AI Article Synopsis

  • A 7-year-old Laotian boy with a lack of the complement component C3 suffered from recurrent infections and ongoing blood and protein in urine, leading to a study of his kidney tissue.
  • The kidney tissue showed signs of mesangiopathic disease, with features similar to certain types of glomerulonephritis, indicating potential damage in the filtering units of the kidney.
  • Immunofluorescence testing revealed the presence of various immunoglobulins and fibrinogen in specific areas, but notably no C3, reinforcing the relationship between congenital C3 deficiency and immune-related kidney diseases.

Article Abstract

The renal histopathology of a 7-year-old Laotian male with inherited deficiency of the third component of complement, recurrent infections, and persistent hematuria and proteinuria is described.

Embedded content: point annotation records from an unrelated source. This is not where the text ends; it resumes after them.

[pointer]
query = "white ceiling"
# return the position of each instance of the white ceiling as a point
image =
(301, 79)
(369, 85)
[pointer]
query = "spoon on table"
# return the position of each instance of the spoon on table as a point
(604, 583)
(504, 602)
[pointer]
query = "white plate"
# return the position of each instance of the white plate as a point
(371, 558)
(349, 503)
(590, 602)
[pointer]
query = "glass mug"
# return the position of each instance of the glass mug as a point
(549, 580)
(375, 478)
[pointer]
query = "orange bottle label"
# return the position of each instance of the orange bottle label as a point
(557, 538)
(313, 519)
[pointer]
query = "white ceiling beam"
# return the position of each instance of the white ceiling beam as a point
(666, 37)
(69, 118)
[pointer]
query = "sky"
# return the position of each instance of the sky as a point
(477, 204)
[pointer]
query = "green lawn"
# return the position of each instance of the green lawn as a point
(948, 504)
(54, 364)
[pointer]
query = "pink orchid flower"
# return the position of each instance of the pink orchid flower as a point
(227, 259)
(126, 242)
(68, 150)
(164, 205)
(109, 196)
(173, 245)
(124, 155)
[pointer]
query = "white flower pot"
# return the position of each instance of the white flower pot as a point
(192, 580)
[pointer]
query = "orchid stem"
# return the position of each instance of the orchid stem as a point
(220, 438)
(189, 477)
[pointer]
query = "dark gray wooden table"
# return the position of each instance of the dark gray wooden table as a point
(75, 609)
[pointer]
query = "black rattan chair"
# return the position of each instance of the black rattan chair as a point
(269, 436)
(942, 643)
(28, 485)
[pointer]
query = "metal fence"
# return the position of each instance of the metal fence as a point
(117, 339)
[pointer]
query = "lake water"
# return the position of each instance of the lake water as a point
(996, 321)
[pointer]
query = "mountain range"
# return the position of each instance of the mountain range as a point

The histologic changes are predominantly those of mesangiopathic disease with isolated changes resembling type I membranoproliferative glomerulonephritis and transmembranous glomerulonephritis. IgG, IgA, IgM, C4, and fibrinogen, but not C3, were detected by immunofluorescence in mesangial zones and in segments of capillary walls. A normal distribution of C3b receptors was present along all capillary walls. This report provides additional support for the association of congenital C3 deficiency and immune deposit glomerulonephritis.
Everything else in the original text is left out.